Está em jogo o destino da civilização que construímos
o destino das máquinas das bombas de hidrogénio das normas de discriminação racial
o futuro da estrutura industrial de que nos orgulhamos
a verdade incontroversa das declarações políticas.
...
É possível que cantem
mas defendam-se de entender a sua voz. Alguém que os escutou
deixou cair as armas e mergulhou nas mãos o rosto banhado de lágrimas.
E quando foi interrogado em Tribunal de Guerra
respondeu que a voz e as palavras o faziam feliz
lhe lembravam a infância Campos verdes floridos
Água simples correndo A brisa das montanhas.
Foi condenado à morte é evidente.
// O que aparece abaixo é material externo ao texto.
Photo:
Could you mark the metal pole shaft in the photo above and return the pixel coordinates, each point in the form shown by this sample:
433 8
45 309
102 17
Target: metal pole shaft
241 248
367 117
É preciso evitar um mal maior.
Mas caminhou cantando para o muro da execução
foi necessário amordaçá-lo e mesmo desprendia-se dele
um misterioso halo de uma felicidade incorrupta.
...
Procurem a mulher o homem que num bar
de hotel se encontraram numa tarde de chuva.
Se tanto for preciso estabeleçam barricadas
senhas, salvo-condutos, horas de recolher
censura prévia à Imprensa, tribunais de excepção
Para bem da cidade, do país, da cultura,
é preciso encontrar o casal fugitivo
que inventou o amor com carácter de urgência.
Os jornais da manhã publicam a notícia
de que os viram passar de mãos dadas sorrindo
numa rua serena debruada de acácias.
Um velho sem família a testemunha diz
ter sentido de súbito uma estranha paz interior
uma voz desprendendo um cheiro a primavera
o doce bafo quente da adolescência longínqua.